Dès le signal du patron, les matelots délaissent ce qu’ils sont en train de faire immédiatement.
Ils accompagnent le halage du chalut et guident le patron qui est aux commandes. Ils communiquent par onomatopées et par gestes simples et efficaces : une main levée signifie qu’il faut stopper la manœuvre, un pouce en l’air indique qu’elle peut reprendre.

L’étape du halage du chalut jusqu’à son ouverture est toujours un peu excitante en raison du suspens lié au contenu du chalut. Sera-t-il plein ou peu rempli ? L’équipage aura-t-il fait « tourik ? » Autrement dit, n’y aura-t-il que les espèces ciblées présentes en quantité ? Ou n’y aura-t-il que des algues et autres espèces qui ne se consomment pas ou sont peu valorisées ?

« Puis, le cul du chalut, plein et rond, arrive sur le pont, ils l’ouvrent : poissons et coquillages tombent sur le pont. (…) Soles, pétoncles, carrelets, palourdes, bulots, sèches… sont triés dans des bacs différents, le reste (étoiles de mer, coquilles Saint-Jacques, poissons trop petits…) sont rejetés à l’eau parfois vivants, souvent déjà morts. » (ibid.)


Les matelots opèrent une première sélection parmi les espèces pêchées entre celles qu’ils gardent et qu’ils mettent dans un « potte » et celles qu’ils rejettent à la mer par les dalots.
Ce tri terminé, ils trient à nouveau chaque « potte » et répartissent son contenu dans des bacs en fonction des espèces et de leur taille.

« À partir de là, mes souvenirs sont flous et je ne suis pas sûre de leur chronologie. En vérité, la pêche en mer est une activité répétitive bien que chaque trait soit toujours différent par son résultat. Les marins pêcheurs filent le chalut, ils attendent 1h, ils virent le chalut, ils trient le poisson, ils le rangent dans les bacs, parfois ils le préparent pour la vente, ils le rangent sous une bâche humide puis de nouveau ils filent le chalut, et ainsi de suite. » (Journal : 40)

//Ramender//

Une grande partie de l’entretien du matériel se fait à bord lorsque le bateau est amarré dans le port. Mais parfois, l’avarie du chalut est trop importante et nécessite de le débarquer pour pouvoir l’étendre sur le quai afin qu’il puisse être manipulé plus facilement.

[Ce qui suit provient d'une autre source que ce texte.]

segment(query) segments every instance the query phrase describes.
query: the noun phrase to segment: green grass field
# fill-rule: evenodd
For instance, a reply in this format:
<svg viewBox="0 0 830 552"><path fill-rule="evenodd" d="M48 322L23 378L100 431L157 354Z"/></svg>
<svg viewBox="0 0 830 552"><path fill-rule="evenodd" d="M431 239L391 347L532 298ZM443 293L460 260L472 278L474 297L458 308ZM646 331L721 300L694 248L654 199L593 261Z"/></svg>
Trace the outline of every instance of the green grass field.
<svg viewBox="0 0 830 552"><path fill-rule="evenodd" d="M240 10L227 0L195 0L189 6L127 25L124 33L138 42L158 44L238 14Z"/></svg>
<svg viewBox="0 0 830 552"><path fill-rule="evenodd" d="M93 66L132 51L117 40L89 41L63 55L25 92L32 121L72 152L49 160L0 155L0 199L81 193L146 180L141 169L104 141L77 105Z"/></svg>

L’entretien du chalut est une succession de tâches variées qui dépendent des navires : chaque patron a ses propres réglages, ses propres assemblages, ses propres plans de chalut. Les chaluts sont assemblés et réglés après avoir été pensés sur plan et ces plans de chalut sont gardés par les marins pêcheurs dans le plus grand secret. Ils ne sont pas accessibles à n’importe qui, parfois pas même aux matelots. Les réglages du chalut apparaissent comme les clés d’une bonne pêche, un chalut bien réglé pêche mieux. Au fur et à mesure de l’activité de pêche, les réglages peuvent être modifiés pour l’optimiser.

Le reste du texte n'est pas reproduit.